The taxman has set up a special unit to track digital revenues in part of its measures to boost collection in a depressed economy.
The new unit, Kenya Revenue Authority (KRA) said, would also facilitate taxpayers in the sector in determining and accounting for taxes.
“To ensure that the digital market sector pays their fair share of taxes, KRA has set up a dedicated unit to facilitate the taxpayers in this sector in the determination and accounting for taxes,” deputy commissioner in charge of policy and domestic taxes Caxton Masudi told the Business Daily last week.
“We intend to use transaction tracers through data-driven detection in taxing multinationals as we roll out taxes on digital businesses.”
The digital tax targets revenues generated by technology firms that use the Internet to market and sell products.
Treasury Cabinet Secretary Ukur Yatani has imposed a levy of 1.5 percent on the value of digital transactions. He has, however, acknowledged that some of the transactions increasingly being carried out on digital platforms are difficult to effectively tax but the new levy would provide the framework for this. Kenya is targeting companies operating in the country with no physical presence but create value and income within its jurisdiction.
Besides income generated by firms in the digital marketplace, Mr Yatani is also looking at taxing people who buy goods and services online after he published draft Value Added Tax (Digital Marketplace Supply) Regulations 2020.

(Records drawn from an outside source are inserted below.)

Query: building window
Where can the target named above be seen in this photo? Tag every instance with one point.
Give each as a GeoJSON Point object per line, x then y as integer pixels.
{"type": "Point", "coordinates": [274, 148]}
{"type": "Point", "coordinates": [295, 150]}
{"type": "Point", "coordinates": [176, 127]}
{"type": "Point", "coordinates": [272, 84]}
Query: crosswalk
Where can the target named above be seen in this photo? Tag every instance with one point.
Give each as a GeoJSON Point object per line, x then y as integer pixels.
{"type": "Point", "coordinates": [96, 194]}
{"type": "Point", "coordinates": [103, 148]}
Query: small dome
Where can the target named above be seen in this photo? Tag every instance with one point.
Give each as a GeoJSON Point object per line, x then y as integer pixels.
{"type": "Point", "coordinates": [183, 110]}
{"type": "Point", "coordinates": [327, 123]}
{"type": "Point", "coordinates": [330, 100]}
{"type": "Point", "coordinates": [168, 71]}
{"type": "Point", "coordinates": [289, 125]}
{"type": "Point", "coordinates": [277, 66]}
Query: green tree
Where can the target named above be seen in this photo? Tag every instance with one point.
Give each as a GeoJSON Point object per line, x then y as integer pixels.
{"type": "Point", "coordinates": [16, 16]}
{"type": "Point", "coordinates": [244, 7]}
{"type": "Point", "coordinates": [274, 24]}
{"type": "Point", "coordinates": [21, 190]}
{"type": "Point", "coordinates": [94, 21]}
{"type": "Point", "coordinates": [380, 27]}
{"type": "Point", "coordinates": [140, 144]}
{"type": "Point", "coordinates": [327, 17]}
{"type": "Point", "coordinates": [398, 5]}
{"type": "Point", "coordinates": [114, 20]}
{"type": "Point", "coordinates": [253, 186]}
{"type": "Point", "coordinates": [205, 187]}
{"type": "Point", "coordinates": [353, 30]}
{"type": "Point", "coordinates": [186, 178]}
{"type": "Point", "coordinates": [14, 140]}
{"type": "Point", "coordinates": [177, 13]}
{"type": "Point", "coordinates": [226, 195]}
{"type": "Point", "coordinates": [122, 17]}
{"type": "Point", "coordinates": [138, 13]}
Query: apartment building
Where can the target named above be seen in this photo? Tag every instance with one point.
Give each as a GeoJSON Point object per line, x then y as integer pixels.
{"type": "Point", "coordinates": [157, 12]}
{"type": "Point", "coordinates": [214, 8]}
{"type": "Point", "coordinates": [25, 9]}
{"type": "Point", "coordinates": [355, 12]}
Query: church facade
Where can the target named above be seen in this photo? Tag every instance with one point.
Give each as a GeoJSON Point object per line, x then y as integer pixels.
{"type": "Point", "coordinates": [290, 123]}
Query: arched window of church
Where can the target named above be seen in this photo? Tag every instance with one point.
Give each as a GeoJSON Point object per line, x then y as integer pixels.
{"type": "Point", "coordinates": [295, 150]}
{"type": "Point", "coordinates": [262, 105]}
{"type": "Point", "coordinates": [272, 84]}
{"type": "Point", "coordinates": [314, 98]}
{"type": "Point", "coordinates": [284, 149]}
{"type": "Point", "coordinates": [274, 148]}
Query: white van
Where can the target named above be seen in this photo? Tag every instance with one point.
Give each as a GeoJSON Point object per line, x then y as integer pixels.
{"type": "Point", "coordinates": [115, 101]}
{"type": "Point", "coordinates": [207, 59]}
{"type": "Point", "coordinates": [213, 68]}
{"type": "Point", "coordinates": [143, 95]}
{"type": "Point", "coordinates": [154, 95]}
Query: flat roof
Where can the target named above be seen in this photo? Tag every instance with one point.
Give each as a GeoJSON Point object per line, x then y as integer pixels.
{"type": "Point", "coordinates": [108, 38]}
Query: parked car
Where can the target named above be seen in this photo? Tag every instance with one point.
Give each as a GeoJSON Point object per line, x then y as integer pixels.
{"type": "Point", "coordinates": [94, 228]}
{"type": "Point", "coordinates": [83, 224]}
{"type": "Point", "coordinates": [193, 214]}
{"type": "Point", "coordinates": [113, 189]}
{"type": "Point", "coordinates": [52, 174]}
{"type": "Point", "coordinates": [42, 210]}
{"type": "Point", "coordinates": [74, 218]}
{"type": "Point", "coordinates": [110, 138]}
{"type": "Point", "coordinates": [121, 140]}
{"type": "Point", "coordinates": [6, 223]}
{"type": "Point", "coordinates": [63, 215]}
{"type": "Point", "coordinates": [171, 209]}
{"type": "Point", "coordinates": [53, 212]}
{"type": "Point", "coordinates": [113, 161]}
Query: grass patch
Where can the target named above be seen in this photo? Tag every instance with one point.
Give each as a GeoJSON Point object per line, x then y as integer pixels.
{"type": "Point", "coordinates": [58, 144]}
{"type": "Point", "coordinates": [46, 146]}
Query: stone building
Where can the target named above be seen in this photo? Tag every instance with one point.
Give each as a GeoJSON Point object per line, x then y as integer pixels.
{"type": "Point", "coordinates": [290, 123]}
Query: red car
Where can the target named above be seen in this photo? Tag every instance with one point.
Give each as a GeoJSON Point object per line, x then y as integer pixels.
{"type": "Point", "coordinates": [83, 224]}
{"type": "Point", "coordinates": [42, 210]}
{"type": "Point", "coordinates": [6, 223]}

According to the draft, the taxable digital content includes downloadable products including mobile applications, e-books and movies as well as subscription-based media including journals, news, magazines, streaming of TV shows, and music, podcasts and online gaming.
The taxman said some of the criteria that would make the services taxable include if they are paid for through a Kenyan bank, credit card or SIM card and delivered to an IP address in the country.